People v. Beguelin

Cochrane, J.:

The action is ejectment. The proposed supplemental answer alleges that since the commencement of the action the defendant has acquired from the University of Vermont and from other parties alleged interests in the premises involved which he desires to use in defending the action. There is no deed in existence or on record conveying any interest in the property to the University of Vermont, but the basis of the defendant’s contention in this particular rests exclusively in recitals in deeds of other property given in the year 1848 by former owners of the property in question to the effect that certain premises which include the premises in question had been theretofore conveyed to the University of Vermont by one of such former owners. This claim of title if good is met on the part of the plaintiff by opposing titles derived from various tax sales occurring at intervals during the last seventy years, the validity of which sales and the deeds resulting therefrom are attacked by the defendant on numerous grounds. The proposed answer, therefore, opens a field of litigation involving innumerable intricate and complicated questions almost staggering in its possibilities. We think, however, the defendant has placed it out of his power to indulge in this carnival of litigation.

He went into possession of the property in the year 1909 under a deed from one Ferris. In the year 1902 the State had recovered a judgment in ejectment against Ferris thereby establishing that he had no title to the premises which he could convey to the defendant. The situation then was that the defendant was confronted with the probability of a similar action against himself. Under these circumstances he executed, acknowledged and delivered an instrument of which the following is a copy: This is to certify that I am an *761occupant of tract or patent Totten & Crossfield’s Purchase, township No. 40, Town of Long Lake, County of Hamilton, N. Y. That I occupy the following buildings situate upon said premises: Main building, dining room and kitchen building, cabin and outhouses, which buildings are owned by me. Otherwise I do not own or claim the title to said above described premises or to any portion thereof and that I admit and concede the same to be owned by the People of the State of New York. I further certify that there are no other occupants of said premises. I further certify that my occupancy of said premises is at the sufferance of the People of the State of New York and is not adverse or hostile to the claim of title of the said premises of the People of the State of New York.

Dated October 13, 1909.
“ H. R. BEGUELIN.”

And accompanying the delivery of this instrument was a letter from the defendant as follows:

“ I have just returned from a long absence and find your letter and certificate to be signed. I enclose herewith certificate which you will notice I have altered slightly as I do claim to own my buildings. I try to comply in every way with the wishes of the State such as not cutting timber, etc., but feel that in case the State should desire their premises vacated at any time I should have the right to remove my buildings if possible. In signing the paper as it was received, I might also have trouble with my insurance companies. I, therefore, have made the slight alterations, I trust this will be perfectly satisfactory to you. With apologies for the delay which was unavoidable, I am, Yours very truly,
“ H. R. BEGUELIN.”

This action was begun in the year 1915 and during all the intervening time the defendant remained in undisturbed possession of the premises. By virtue of the arrangement thus made he secured recognition by the State of his ownership and right to remove the buildings on the premises and temporary immunity from interference with his occupancy which extended over a period of about six years. He is now asserting a title to the premises which he then asserted did not *762exist. He then solemnly declared: I admit and concede the same to be owned by the People of the State of New York.” He now says it then belonged to the University of Vermont and others, and by asking leave of the court .to serve the supplemental answer he is asking the court to aid him in an effort to repudiate the promise and agreement he then made with the State.

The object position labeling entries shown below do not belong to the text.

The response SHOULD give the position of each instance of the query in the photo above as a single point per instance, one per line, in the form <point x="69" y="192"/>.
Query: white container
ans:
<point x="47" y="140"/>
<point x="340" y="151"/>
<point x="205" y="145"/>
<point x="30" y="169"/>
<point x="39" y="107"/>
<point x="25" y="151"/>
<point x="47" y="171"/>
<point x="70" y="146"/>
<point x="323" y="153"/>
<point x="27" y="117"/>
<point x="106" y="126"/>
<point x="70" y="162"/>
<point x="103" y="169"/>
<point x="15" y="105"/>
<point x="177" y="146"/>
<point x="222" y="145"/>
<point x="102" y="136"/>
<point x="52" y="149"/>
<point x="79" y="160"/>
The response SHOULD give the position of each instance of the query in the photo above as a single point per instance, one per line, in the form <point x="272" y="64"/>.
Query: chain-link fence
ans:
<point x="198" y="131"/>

The defendant’s apology for his present attitude is that the State has not kept faith with him. This position rests on some theory of an understanding that he would acknowledge the title of the State and that the State in return would forever recognize his right to possession. But this theory is entirely untenable in view of the express declaration of the defendant in his agreement of October 13, 1909, that his occupancy was “ at the sufferance of the People of the State of New York ” and in his letter of the same date that in case the State should desire their premises vacated at any time I should have the right to remove my buildings if possible.” In my opinion the defendant is clearly estopped from asserting any title to the premises as against the plaintiff and whatever discretion exists in the court in determining his motion for leave to serve this supplemental answer was' wisely exercised against him. Whether the advantages which he received from his agreement with the State in 1909 were commensurate with the advantages received by the State, is a question of little moment. He made the arrangement intelligently and deliberately as clearly appears. He derived certain advantages which to him at that time seemed adequate. His right to remove the buildings is probably unquestionable and there is not the slightest-reason apparent why he should be permitted to repudiate the position taken by him in 1909, and from which he has ever since derived an advantage.

Ordinarily it is true the court will not on motion determine the merits of a supplemental answer but will leave the parties to litigate at the trial the questions raised thereby. (Brewster v. Brewster Co., 138 App. Div. 139; Trustees of Presbytery v. Westminster Presbyterian Church, 142 id. 876; Milliken v. McGarrah, 164 id. 110; Sand v. Borman, 134 id. 651.) Such is generally the better practice. But that rule rests upon the theory as indicated in Milliken v. McGarrah (supra) that *763generally the other party cannot be injured ” by its application. It is just as true, however, that it is the duty of the court to consider all the circumstances and grant or refuse the application as may be just and proper in the particular case. (Fleischmann v. Bennett, 79 N. Y. 579, 582; Spears v. Mayor, etc., 72 id. 442; Holyoke v. Adams, 59 id. 233; Medbury v. Swan, 46 id. 200; Park & Sons Co. v. Hubbard, 198 id. 136.) Here the outcome is inevitable. The defendant cannot successfully interpose the title of the University of Vermont or any other title against the plaintiff. He must now stand on the position he took in 1909 and concede the title of the plaintiff. If the motion were granted it would simply constitute an opportunity to the defendant for prolonged and troublesome litigation which for the reasons indicated must necessarily prove fruitless. The same facts which demonstrate the ultimate failure of the defense demonstrate at the same time that such defense should not be permitted.

The order should be affirmed, with ten dollars costs and disbursements.

All concurred, except H. T. Kellogg, J., dissenting.

Order affirmed, with ten dollars costs and disbursements.